Mayo Clinic investigators confirmed a recent study showing the activity of thalidomide (Thalomid) in advanced multiple myeloma. Although the drug needs to undergo further clinical trials, it may provide myeloma patients with a new treatment
Mayo Clinic investigators confirmed a recent study showing the activity of thalidomide (Thalomid) in advanced multiple myeloma. Although the drug needs to undergo further clinical trials, it may provide myeloma patients with a new treatment option where few previously existed.
This is the first new active oral agent for the treatment of multiple myeloma in more than 2 decades, said S. Vincent Rajkumar, MD, a Mayo Clinic hematologist. Dr. Rajkumar and his colleagues studied 16 patients who received thalidomide for relapsed or refractory multiple myeloma between November 1998 and August 1999. Their results, presented at the 1999 American Society of Hematology meeting, confirm the findings of a study published by Bart Barlogie, MD, an oncologist at the University of Arkansas, and colleagues in the November 18, 1999, issue of The New England Journal of Medicine.
Mayo Clinic Study Results
In the Mayo Clinic study, four patients (25%) achieved a partial response to thalidomide therapy, with a greater than 50% reduction in serum or urine monoclonal proteins. Prior to starting the thalidomide regimen, 88% of the patients had received two or more chemotherapy treatments.
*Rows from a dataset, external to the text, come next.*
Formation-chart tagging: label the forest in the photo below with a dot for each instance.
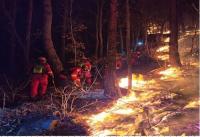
(99, 67)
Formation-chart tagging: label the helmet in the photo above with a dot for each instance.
(42, 60)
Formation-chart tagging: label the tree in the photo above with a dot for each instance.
(28, 31)
(99, 29)
(47, 37)
(128, 44)
(174, 58)
(63, 30)
(110, 79)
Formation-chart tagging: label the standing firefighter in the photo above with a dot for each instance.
(86, 66)
(41, 72)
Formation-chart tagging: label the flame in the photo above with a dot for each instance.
(171, 72)
(137, 81)
(110, 115)
(163, 57)
(163, 49)
(193, 104)
(167, 39)
(122, 117)
(166, 32)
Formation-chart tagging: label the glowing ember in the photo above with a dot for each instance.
(193, 104)
(171, 72)
(166, 39)
(166, 32)
(163, 57)
(136, 81)
(163, 49)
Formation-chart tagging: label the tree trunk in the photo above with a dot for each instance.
(48, 43)
(97, 32)
(12, 64)
(111, 74)
(128, 43)
(63, 30)
(28, 31)
(174, 58)
(101, 27)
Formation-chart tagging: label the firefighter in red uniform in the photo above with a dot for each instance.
(135, 56)
(86, 66)
(118, 62)
(76, 76)
(41, 72)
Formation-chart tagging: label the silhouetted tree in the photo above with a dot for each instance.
(174, 58)
(47, 36)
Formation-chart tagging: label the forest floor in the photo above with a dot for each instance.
(166, 105)
(164, 101)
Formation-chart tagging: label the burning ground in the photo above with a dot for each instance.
(164, 102)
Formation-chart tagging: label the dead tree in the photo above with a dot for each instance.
(110, 77)
(174, 58)
(99, 29)
(47, 37)
(128, 44)
(28, 30)
(63, 30)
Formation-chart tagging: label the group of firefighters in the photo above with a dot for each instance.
(42, 71)
(81, 73)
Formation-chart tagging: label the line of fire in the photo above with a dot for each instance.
(99, 68)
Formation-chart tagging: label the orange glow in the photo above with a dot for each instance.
(163, 57)
(193, 104)
(163, 49)
(171, 72)
(112, 120)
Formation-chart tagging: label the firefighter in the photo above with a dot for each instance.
(86, 67)
(41, 72)
(118, 62)
(76, 75)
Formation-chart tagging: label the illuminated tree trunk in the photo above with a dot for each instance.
(128, 44)
(28, 31)
(63, 30)
(174, 58)
(48, 43)
(99, 29)
(110, 78)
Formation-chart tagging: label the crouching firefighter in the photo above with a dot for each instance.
(41, 72)
(76, 74)
(86, 66)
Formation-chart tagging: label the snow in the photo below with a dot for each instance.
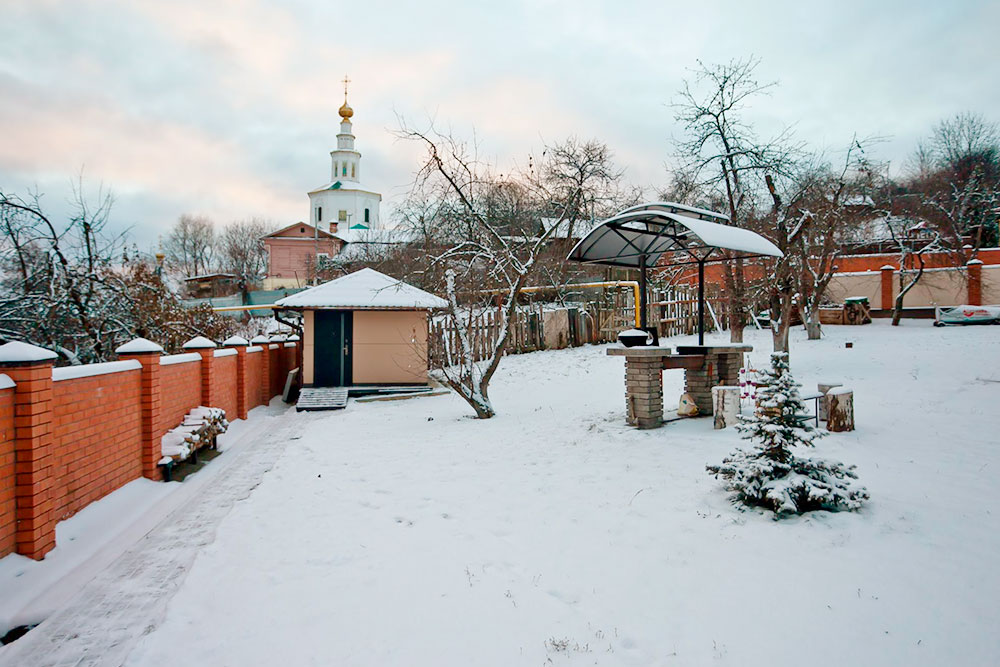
(366, 288)
(407, 533)
(95, 536)
(89, 370)
(16, 351)
(138, 346)
(198, 342)
(179, 358)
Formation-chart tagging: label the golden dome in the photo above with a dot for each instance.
(346, 111)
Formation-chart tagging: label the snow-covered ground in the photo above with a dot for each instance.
(405, 533)
(99, 533)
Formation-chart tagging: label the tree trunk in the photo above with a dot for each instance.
(840, 410)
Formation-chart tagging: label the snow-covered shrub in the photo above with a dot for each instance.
(769, 474)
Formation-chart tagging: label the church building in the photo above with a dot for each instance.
(340, 211)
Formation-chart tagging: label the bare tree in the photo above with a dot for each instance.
(78, 290)
(242, 251)
(190, 247)
(722, 159)
(495, 234)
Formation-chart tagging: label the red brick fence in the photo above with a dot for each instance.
(69, 436)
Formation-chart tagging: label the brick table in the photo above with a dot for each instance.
(705, 367)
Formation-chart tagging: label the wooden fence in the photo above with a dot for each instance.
(674, 311)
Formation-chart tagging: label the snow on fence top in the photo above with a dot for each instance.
(138, 346)
(198, 343)
(364, 289)
(16, 351)
(89, 370)
(179, 358)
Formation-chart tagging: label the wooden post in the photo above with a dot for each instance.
(725, 405)
(824, 388)
(841, 410)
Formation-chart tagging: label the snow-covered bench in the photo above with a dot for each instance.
(200, 428)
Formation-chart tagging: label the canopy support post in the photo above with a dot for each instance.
(642, 292)
(701, 302)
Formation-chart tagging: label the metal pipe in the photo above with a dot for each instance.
(642, 292)
(701, 302)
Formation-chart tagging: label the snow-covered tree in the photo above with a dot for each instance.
(769, 474)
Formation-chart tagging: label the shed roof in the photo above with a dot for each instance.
(364, 289)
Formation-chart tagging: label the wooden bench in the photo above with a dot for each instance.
(200, 428)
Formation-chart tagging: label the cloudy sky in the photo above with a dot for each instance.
(228, 107)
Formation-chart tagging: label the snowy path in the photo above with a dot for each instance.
(128, 599)
(406, 533)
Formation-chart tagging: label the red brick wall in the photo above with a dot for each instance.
(96, 428)
(225, 386)
(180, 391)
(255, 364)
(7, 522)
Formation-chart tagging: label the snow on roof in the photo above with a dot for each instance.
(198, 342)
(16, 351)
(343, 185)
(138, 346)
(366, 288)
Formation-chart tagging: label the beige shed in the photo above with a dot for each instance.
(364, 329)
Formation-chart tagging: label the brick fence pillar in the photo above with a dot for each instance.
(265, 368)
(887, 274)
(30, 367)
(975, 269)
(206, 348)
(241, 373)
(148, 353)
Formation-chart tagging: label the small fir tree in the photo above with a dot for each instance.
(769, 474)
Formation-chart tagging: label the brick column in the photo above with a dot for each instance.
(975, 269)
(644, 391)
(148, 354)
(206, 348)
(265, 368)
(887, 274)
(241, 373)
(30, 368)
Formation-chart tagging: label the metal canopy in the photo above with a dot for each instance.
(648, 231)
(638, 237)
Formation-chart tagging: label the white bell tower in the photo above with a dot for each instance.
(343, 204)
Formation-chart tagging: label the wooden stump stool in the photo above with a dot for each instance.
(840, 410)
(824, 388)
(725, 405)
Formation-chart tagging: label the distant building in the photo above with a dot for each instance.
(210, 285)
(294, 252)
(341, 211)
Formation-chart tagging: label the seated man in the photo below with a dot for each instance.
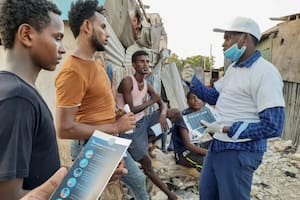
(187, 153)
(133, 91)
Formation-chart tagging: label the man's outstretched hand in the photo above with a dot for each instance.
(44, 191)
(187, 73)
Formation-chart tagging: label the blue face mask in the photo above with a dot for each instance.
(234, 53)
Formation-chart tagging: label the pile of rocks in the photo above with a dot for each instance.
(277, 178)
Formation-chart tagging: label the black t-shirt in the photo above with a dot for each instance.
(28, 146)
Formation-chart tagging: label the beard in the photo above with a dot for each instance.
(97, 45)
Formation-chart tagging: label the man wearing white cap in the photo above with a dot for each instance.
(250, 103)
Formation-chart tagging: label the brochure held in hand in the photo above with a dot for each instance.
(93, 168)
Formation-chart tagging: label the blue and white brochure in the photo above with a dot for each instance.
(93, 168)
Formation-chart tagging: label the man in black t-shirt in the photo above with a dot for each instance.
(31, 33)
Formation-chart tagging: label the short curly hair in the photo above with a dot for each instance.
(138, 54)
(17, 12)
(82, 10)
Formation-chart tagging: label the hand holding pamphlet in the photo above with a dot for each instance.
(93, 168)
(157, 130)
(195, 127)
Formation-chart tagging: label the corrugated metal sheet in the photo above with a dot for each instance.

The findings on thalidomide are important because many patients with advanced multiple myeloma have few other treatment options. Often, their chemotherapy and/or transplants have failed to produce results or they are ineligible for a transplant.
The Food and Drug Administration (FDA) currently approves thalidomide only for use in leprosy. The researchers note that further clinical trials are warranted to define the role of thalidomide in myeloma.